There is no safe space for women with certain body types. For example, with big boobs, if they are covered up enough for no one to deride you as too sexy, they are covered up enough for someone to deride you as too dowdy. In my experience, this is usually done in a sidewards way, by commenting negatively on another woman who is very similar in body type and dress. I don’t think men who are not marginalized on some other axis experience this total lack of space to be right.
@Aapje, I do want to mention, for the record, that “marked” is neither arbitrary nor invoking victimhood in this case. It’s linguistics terminology that has a very specific meaning: a linguistic form that is marked carries meaning by inflecting or otherwise changing form, while something that is unmarked carries meaning by its lack of inflection or adherence to a “default” form (the “null” form).
Consider cat, dog, house vs. cats, dogs, houses: the singular is unmarked, the plural is marked by the -s suffix. A linguist who wanted to talk about the singular could still write it as a suffix this way: cat.∅, dog.∅, house.∅. It’s definitely there — you couldn’t argue that “cat” is not singular or that singular is meaningless and has no effect on grammar — but it isn’t marked.
Sociology often borrows terms from adjacent fields and uses them by analogy, and the marked/unmarked dichotomy of how social forms carry meaning has been analogized to the same dichotomy in linguistics. It’s not a reference to target practice or Mafia hits or whatever else the word “marked” sometimes means.
Late to this, but I wonder if it wouldn’t be better to talk about “correct” and “incorrect” clothing choices rather than the somewhat more obtuse metaphor of “marked” and “unmarked”
I would say that in most cases women can be criticized for any sartorial choice they make, whereas for men there is a point where viewers look at them and go, “Okay, that guy is properly dressed, I’m not going to think about him anymore.”
The thing is, there’s this idea that since men’s fashion can be unmarked, that men can be unconscious about it. In fact, the correct choice in men’s fashion is often extremely narrow, and it’s very easy to fall out of it by, for example, wearing a tie of the incorrect width.
I take issue with the idea that mens fashion choices become more marked as they become more feminine, or that men can get away with not caring how they look. A beard is in probably the least feminine fashion choice around, but a man who does not trim his facial hair is incredibly noticeable and especially unwelcome in any professional setting.

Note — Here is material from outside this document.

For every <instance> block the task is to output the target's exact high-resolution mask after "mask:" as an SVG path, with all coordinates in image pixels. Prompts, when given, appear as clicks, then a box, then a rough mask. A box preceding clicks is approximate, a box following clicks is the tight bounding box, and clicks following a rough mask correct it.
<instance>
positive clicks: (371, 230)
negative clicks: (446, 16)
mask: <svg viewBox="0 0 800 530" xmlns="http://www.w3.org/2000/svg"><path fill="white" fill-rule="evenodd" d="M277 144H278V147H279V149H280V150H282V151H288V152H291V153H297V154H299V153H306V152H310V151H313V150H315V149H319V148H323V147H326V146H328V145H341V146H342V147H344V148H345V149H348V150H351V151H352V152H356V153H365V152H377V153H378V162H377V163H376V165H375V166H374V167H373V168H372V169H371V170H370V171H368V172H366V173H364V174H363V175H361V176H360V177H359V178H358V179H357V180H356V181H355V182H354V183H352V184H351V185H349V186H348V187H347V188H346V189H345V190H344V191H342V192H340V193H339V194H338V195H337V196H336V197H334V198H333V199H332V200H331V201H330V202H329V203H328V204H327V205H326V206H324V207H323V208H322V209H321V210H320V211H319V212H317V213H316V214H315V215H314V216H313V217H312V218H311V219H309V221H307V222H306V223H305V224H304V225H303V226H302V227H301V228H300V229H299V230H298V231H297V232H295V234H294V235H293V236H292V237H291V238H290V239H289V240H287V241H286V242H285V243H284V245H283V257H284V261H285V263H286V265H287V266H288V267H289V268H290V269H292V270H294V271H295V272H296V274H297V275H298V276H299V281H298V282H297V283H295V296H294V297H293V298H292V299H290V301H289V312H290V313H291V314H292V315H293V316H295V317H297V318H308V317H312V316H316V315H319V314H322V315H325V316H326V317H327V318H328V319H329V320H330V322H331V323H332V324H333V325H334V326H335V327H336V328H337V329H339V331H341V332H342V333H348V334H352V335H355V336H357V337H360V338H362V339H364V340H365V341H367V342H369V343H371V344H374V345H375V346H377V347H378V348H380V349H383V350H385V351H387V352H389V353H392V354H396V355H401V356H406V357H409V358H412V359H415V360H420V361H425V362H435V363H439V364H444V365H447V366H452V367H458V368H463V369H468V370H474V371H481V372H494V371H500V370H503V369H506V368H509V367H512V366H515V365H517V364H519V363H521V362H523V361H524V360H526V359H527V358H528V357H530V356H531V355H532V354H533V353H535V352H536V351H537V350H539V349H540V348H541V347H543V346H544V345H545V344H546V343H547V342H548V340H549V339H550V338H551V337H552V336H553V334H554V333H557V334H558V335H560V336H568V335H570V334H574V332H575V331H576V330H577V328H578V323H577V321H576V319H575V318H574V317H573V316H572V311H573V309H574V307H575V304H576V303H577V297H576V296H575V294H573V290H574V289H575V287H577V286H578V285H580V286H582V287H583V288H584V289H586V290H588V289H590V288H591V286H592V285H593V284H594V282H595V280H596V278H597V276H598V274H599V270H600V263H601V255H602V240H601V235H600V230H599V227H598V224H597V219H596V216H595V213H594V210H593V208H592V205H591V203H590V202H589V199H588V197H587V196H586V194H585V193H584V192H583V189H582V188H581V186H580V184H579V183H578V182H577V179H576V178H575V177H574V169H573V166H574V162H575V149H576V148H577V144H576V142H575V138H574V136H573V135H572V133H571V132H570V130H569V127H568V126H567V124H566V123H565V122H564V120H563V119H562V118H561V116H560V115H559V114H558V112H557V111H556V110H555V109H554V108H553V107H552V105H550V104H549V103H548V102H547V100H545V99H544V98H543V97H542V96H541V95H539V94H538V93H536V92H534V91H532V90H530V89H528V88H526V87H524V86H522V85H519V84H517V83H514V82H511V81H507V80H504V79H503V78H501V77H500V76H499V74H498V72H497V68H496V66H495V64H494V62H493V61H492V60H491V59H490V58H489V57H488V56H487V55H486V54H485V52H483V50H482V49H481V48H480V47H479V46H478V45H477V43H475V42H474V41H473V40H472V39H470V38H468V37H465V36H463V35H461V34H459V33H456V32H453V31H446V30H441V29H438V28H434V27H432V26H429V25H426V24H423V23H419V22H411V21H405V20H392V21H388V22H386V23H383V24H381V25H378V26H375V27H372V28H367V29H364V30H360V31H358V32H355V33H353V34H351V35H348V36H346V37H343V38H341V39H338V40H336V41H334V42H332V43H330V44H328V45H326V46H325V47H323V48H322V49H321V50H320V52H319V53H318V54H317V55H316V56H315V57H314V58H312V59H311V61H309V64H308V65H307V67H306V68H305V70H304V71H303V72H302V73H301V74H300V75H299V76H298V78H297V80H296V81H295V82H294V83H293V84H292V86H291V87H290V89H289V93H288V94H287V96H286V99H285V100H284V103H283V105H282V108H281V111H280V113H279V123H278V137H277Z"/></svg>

Late to this, but I wonder if it wouldn’t be better to talk about “correct” and “incorrect” clothing choices rather than the somewhat more obtuse metaphor of “marked” and “unmarked”
But that’s not really what it means. “Marked” basically means that you stand out, to some degree, not that the way you stand out is disallowed or frowned upon necessarily.
I take issue with the idea that mens fashion choices become more marked as they become more feminine… A beard is in probably the least feminine fashion choice around, but a man who does not trim his facial hair is incredibly noticeable and especially unwelcome in any professional setting.
And it especially does not mean “more feminine”. IIRC Deborah Tannen specifically uses a beard as example of a “marked” trait. Similarly, if you are a bodybuilder and visibly much more muscular than average that would be coded as “more masculine” but would also be “marked” because it would cause you to stand out. I guess you may have been getting “more feminine=marked” from this bit from the OP:
But this doesn’t mean that being feminine (specifically, being feminine in a way that it is considered unusual for men to be, though the point of the quote above is that most ways of being feminine are in that category) is the only way to be “marked”, just that is one of the ways to be “marked”.